The resemblance from this dress wore by Keri Russell from Altuzarra to our Divine Armoire, cannot be unseen. This utterly desirable double door pagoda top armoire is covered in delicate iridescent peacock feathers each individually placed. An exquisite metal ribbon opens the doors to a lavish interior graced with four antique mirror drawers & two adjustable glass shelves. Body finished in high gloss black lacquer, peacock feather covered doors, and base and top covered in gold leaf.
Metropolitan Museum Exhibition
In what is one of the biggest exhibitions undertaken by the Metropolitan Museum of Art in New York, the China: Through the Looking Glass exhibition which took more than 2 years to plan, showcases 150 dresses, gowns, costumes and accessories from 40 designers.
The new exhibition which opens and 7 May and runs through 16 August, is organized by The Costume Institute in collaboration with the Department of Asian Art, will explore the impact of Chinese aesthetics on Western fashion, and how China has fueled the fashionable imagination for centuries.

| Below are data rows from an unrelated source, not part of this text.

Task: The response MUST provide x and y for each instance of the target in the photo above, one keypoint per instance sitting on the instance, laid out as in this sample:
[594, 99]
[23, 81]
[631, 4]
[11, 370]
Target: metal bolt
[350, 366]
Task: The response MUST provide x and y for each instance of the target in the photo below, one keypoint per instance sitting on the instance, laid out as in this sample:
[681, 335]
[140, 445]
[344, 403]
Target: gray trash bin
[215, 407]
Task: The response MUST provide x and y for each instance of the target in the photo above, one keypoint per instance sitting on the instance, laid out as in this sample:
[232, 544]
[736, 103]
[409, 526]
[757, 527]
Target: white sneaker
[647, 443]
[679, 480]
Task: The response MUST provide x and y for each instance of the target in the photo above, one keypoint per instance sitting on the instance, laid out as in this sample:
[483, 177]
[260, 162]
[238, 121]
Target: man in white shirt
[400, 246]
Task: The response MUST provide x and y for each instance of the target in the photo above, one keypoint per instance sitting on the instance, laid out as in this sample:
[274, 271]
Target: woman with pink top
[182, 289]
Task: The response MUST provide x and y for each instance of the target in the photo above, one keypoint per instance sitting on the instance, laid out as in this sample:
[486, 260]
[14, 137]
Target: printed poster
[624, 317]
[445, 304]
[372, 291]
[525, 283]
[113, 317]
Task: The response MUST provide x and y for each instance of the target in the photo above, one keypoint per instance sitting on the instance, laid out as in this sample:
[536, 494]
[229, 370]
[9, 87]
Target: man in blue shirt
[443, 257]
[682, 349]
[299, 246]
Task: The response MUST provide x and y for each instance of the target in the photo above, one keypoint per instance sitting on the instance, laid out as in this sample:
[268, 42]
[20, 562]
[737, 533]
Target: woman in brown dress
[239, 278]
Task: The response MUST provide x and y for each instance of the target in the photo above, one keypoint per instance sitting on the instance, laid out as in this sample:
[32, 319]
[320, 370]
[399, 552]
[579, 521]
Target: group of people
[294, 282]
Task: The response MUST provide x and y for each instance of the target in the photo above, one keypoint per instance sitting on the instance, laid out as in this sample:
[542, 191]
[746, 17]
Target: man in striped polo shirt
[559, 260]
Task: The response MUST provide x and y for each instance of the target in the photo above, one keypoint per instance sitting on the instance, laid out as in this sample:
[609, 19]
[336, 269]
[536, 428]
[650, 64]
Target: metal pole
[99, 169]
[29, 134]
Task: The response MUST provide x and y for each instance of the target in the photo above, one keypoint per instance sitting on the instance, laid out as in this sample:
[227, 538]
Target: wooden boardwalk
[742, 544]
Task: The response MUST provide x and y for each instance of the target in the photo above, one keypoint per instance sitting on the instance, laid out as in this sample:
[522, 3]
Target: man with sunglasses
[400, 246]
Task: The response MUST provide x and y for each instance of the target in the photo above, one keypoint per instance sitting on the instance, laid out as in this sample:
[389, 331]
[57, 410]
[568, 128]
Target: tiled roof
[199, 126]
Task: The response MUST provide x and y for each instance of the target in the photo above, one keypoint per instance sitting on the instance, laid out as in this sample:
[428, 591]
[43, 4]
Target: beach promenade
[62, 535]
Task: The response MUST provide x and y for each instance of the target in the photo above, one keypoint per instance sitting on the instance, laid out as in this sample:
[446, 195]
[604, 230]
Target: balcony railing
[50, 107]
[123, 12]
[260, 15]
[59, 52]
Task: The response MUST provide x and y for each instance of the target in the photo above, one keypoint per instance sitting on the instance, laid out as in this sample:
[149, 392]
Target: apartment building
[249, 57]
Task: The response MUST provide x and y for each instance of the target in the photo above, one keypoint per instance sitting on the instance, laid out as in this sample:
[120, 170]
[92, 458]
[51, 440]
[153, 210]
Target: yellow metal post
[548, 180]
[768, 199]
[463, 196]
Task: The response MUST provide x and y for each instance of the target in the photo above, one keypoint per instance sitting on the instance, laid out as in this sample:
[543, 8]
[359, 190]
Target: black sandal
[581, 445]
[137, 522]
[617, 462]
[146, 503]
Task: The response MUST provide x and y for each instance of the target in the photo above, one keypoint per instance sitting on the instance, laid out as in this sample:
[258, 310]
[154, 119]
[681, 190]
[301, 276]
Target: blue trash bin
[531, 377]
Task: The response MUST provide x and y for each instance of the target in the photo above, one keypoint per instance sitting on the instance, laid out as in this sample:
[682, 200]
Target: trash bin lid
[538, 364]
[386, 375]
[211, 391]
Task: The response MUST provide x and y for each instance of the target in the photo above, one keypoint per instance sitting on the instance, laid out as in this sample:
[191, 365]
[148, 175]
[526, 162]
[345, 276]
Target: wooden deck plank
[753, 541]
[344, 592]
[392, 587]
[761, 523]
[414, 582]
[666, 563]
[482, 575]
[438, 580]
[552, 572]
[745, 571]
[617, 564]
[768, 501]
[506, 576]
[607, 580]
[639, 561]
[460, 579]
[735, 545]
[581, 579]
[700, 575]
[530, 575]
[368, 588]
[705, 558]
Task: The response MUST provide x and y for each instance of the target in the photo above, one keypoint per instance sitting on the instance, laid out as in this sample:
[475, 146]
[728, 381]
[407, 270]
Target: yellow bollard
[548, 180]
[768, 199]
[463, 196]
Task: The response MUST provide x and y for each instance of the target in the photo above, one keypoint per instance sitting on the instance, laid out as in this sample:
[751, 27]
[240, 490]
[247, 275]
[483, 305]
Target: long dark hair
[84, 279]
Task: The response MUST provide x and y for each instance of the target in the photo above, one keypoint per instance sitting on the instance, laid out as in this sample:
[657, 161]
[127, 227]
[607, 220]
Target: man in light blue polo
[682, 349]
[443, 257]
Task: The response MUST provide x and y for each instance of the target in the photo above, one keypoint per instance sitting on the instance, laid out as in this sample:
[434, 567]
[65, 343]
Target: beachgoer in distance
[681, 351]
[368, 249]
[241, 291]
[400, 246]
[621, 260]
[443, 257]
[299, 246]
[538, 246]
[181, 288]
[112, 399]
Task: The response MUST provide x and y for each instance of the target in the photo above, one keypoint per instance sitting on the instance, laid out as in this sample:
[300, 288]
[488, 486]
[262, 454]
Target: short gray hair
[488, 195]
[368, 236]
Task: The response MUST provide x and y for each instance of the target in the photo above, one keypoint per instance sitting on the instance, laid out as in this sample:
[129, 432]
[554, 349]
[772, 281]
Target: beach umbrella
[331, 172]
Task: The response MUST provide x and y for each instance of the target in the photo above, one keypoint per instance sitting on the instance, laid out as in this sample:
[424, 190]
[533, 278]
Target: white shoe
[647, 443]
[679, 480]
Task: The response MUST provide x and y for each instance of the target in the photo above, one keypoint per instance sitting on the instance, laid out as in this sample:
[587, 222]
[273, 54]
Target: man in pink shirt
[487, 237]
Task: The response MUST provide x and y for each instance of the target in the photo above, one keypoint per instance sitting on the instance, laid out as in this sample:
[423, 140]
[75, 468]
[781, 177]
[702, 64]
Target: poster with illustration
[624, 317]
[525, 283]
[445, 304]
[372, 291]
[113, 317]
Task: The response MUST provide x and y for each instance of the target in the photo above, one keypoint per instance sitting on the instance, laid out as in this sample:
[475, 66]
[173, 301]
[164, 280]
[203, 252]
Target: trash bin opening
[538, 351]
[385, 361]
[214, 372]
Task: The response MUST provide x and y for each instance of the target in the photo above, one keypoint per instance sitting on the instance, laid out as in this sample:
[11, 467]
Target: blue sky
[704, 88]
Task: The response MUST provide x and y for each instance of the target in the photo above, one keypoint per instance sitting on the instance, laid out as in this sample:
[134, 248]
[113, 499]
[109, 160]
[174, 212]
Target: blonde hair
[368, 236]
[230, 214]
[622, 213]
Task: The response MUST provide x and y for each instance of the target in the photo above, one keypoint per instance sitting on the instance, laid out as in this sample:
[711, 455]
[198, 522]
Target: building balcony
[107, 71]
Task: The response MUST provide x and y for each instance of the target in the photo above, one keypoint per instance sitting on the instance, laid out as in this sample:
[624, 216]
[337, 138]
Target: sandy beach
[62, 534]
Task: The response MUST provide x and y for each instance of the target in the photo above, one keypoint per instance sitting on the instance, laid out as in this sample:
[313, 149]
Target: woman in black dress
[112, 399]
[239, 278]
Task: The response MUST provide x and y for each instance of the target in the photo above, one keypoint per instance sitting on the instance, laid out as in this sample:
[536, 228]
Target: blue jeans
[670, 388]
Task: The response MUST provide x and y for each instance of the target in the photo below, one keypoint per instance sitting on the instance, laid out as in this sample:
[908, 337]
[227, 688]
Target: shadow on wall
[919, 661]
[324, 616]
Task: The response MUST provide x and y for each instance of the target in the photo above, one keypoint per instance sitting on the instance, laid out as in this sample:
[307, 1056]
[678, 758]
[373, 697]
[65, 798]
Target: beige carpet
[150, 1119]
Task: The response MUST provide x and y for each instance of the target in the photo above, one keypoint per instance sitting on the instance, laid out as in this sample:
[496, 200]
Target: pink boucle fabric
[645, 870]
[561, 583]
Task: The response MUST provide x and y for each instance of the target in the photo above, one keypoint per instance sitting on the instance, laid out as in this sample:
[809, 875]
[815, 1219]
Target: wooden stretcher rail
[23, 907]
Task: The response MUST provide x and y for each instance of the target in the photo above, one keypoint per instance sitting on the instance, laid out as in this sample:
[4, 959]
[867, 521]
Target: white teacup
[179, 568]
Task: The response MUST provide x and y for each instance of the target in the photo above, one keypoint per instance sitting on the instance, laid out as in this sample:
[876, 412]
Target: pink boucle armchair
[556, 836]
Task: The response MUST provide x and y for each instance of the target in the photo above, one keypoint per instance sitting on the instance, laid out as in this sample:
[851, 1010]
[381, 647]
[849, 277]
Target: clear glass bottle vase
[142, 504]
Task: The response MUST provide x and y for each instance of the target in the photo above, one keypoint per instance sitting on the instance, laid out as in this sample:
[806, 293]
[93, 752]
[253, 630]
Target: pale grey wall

High fashion will be juxtaposed with Chinese costumes, paintings, porcelains, and other art, including films, to reveal enchanting reflections of Chinese imagery.
This Dress From Valentino represents the true idea of China Through the Looking glass. For us, the style and inspiration are as exotic as our Sevilliana. the Sevilliana sofa design embodies the graceful curves and attire of Sevillana dancing girls. Become entranced in the movement of modern lines drawing your eye down to the flirtatious fringe that skirts the base.
The innocent drama of a whimsical butterfly through the enchanted journey of life. The Nymph chandelier embraces the wild side of this rare and beautiful animal that so gracefully bejewels the lighting fixture. Delicate brass butterflies hover in the air in perfect harmony composing an overblown dramatic silhouette, which gives shape to a luxurious golden chandelier. Nymph is a truthful legacy of KOKET’s haute couture experience in exquisite goods, goddess-y shapes and hand-crafted drama. So dramatic as the Jean Paul Gautier dress.
Greek blue is one of the hottest trends in 2015. Both Boca do Lobo and Roberto Cavalli know this very well. Hand-painted-tiles have gained a privileged place in architecture throughout the centuries. Portugal has adopted them like no other country has and in order to honor the Portuguese hand painted tiles, Boca do Lobo created Heritage Sideboard. This piece presents a different number of layers, where each one tells a different story.
The exhibition takes its name from Lewis Carroll’s 1871 novel “Through the Looking-Glass, and What Alice Found There,” because it is about entering another world.
“Like Alice’s make-believe world, the China reflected in the fashion in the exhibition is fictional, fabulous and ancient, offering an alternate reality,” said curator Andrew Bolton, adding it is about the collective fantasy of China.
A maze of galleries showcase Chinese calligraphy, perfume bottles and blue-and-white porcelain along with print dresses, fabulous beaded gowns and embroidered jackets by the Western designers influenced by them. One room is devoted to opium and the Chinese impact on Yves Saint Laurent’s 1977 Fall/Winter collection with its Mongol-influenced fur jackets and coats.
Filmic representations of China will be incorporated throughout to reveal how our individual visions of China are framed by narratives that draw upon popular culture, and also to recognize the importance of cinema as a medium through which to understand the richness of Chinese history.